What Are the Boundaries of θ and r for a Circle Centered at (1,2)?

[Jonmundsson]

Homework Statement

We have the circle [itex](x - 1)^2 + (y-2)^2 = 1[/itex]. Find the boundaries of θ and r.

Homework Equations

x = h + rcosθ
y = k + rsinθ

The Attempt at a Solution

This is a circle with its origin at (1,2) and a radius of 1 so r is between 0 and 1 and the circle lies in the first quadrant but touches the x and y-axis so theta is between 0 and pi/2

Is this correct? Just curious

edit: additional question: let's say I define y = 2 + rsinθ and x = 1 + rcosθ. Would this circle go from 0 to 2pi? (point of origin (1,2))

 

[LCKurtz]

Homework Statement

We have the circle [itex](x - 1)^2 + (y-2)^2 = 1[/itex]. Find the boundaries of θ and r.

Homework Equations

x = h + rcosθ
y = k + rsinθ

The Attempt at a Solution

This is a circle with its origin at (1,2) and a radius of 1 so r is between 0 and 1 and the circle lies in the first quadrant but touches the x and y-axis so theta is between 0 and pi/2

Is this correct?

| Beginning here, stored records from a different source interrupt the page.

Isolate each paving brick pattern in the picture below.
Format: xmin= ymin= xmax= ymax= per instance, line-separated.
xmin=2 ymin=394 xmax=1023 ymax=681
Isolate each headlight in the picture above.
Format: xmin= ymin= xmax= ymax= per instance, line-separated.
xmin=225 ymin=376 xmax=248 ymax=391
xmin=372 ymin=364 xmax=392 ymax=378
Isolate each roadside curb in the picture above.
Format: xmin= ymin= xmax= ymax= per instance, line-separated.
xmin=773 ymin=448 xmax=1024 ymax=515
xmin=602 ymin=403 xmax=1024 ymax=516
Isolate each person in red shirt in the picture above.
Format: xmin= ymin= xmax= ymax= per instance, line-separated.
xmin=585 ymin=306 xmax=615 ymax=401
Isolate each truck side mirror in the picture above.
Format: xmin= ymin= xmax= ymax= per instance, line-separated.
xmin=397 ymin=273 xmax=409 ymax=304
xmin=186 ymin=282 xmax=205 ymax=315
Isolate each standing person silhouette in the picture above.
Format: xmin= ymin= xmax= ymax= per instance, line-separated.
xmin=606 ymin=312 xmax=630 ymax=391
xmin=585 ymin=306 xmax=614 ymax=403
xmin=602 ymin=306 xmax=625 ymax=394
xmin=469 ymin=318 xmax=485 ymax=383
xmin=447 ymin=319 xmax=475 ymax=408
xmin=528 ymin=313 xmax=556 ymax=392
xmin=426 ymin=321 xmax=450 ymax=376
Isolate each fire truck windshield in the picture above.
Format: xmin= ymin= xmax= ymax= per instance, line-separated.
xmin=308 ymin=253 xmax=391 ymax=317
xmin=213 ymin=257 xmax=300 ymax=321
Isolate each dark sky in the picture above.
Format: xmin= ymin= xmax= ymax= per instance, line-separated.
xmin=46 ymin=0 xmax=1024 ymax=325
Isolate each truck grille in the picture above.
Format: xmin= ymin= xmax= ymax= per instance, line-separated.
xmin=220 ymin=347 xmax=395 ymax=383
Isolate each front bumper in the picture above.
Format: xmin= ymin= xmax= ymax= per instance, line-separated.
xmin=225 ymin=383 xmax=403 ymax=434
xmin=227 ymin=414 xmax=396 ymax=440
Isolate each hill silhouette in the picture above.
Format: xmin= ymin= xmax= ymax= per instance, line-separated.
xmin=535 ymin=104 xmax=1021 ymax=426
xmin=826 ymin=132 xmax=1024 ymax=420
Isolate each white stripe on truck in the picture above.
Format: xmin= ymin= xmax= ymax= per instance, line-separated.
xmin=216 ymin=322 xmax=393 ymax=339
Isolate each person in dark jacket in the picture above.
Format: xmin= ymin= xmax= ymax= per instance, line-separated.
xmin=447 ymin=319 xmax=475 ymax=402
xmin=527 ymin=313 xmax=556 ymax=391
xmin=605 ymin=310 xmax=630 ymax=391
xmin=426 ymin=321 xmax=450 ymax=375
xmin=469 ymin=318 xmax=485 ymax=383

Just curious

edit: additional question: let's say I define y = 2 + rsinθ and x = 1 + rcosθ. Would this circle go from 0 to 2pi? (point of origin (1,2))

Your comment in the edit is exactly how to set up the problem. You would put ##r = 1## to get the circle and ##0 \le r \le 1## to get the interior.